The theatre became a cinema in 1931, and had a projection box built at the rear of the stage, allowing for rear projection. There was a large lobby on two levels and a big atelier under the roof. The stalls lobby could become a dance room with a wooden floor under a huge carpet which could be removed for the occasion.
During the 1950’s, the owner was a cinema lover and the Ranelagh Cinema was a very famous art cinema of the city. Everything was done to give the best for movie-goers. For instance, for an opera movie the sound system was settled in the orchestra pit.
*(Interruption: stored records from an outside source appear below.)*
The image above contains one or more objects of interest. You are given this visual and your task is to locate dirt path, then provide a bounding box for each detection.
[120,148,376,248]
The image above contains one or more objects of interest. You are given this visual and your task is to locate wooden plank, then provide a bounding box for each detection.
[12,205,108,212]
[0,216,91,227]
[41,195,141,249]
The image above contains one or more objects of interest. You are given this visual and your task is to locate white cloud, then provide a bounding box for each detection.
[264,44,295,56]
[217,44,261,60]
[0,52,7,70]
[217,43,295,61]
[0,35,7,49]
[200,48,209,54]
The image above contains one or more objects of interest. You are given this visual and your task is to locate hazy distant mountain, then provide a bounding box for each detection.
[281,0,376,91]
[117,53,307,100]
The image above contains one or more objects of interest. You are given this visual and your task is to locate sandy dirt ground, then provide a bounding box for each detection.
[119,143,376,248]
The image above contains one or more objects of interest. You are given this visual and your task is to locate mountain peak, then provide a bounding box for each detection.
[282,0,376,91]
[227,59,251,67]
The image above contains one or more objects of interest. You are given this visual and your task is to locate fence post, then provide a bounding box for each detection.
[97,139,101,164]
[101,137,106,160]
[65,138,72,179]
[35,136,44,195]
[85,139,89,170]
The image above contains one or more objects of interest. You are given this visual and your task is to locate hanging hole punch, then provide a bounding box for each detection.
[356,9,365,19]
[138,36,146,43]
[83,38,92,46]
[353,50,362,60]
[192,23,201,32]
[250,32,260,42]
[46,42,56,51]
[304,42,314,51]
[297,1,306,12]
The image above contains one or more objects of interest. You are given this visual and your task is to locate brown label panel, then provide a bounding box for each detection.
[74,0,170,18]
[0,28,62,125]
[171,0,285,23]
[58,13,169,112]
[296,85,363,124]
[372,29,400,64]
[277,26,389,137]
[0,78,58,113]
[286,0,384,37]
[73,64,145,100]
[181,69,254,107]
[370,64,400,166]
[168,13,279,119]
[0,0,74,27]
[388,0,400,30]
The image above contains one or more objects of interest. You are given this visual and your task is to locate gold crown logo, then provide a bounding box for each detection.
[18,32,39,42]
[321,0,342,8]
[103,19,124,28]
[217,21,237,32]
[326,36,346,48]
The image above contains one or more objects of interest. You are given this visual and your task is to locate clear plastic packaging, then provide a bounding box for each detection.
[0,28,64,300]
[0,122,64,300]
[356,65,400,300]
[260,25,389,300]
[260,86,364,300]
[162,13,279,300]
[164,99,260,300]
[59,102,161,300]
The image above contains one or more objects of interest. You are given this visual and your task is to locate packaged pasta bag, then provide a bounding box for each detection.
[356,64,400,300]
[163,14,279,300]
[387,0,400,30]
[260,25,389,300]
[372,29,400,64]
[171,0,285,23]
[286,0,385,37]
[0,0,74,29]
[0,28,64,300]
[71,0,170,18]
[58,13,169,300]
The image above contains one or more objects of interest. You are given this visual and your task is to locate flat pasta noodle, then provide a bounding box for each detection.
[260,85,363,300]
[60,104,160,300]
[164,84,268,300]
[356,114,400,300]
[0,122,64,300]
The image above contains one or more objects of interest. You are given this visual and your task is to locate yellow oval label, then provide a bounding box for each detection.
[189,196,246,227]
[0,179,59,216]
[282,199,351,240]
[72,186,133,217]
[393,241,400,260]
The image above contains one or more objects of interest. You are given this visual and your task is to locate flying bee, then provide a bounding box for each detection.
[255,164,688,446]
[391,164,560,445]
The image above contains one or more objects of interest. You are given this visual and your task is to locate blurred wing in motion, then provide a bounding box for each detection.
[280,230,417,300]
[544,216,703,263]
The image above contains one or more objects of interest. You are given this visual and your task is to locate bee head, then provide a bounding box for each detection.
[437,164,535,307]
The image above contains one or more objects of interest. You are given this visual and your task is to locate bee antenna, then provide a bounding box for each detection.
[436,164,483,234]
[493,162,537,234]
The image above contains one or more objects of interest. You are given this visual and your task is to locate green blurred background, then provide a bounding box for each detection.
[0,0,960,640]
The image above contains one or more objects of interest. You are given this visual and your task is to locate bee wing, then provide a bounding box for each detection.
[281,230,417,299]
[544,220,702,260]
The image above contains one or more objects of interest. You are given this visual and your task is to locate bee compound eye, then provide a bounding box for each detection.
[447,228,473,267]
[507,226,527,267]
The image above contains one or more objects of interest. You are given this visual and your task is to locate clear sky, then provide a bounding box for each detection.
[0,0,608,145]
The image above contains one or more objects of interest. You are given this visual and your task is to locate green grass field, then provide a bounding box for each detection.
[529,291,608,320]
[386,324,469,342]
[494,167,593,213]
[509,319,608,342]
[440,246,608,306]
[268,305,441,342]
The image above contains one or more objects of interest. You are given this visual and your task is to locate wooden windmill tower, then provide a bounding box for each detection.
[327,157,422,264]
In the 1970’s, as with other similar movie theatres in Paris, the times were difficult but the theatre had a successful run of the classic French film “Les Enfants du Paradis”. The Ranelagh Cinema was the perfect box for this jewel and people came for years from the entire world. It became a Listed Landmark building in 1977. It was a full time cinema until 1995 and is especially known for its regular screenings over many years of the French classic film “Les Enfants du Paradis”.
Some live performances started to alternate with movies. Every year, the puppets of Salzburg filled the theatre with a faithful audience.
The Theatre Ranelagh is now a permanent live theatre of the city, although it still presents occasional Classic movies (via DVD projection). It is hidden away in a small street in the 16th district, but it deserves a glance. Not far away is the tower building of Radio France.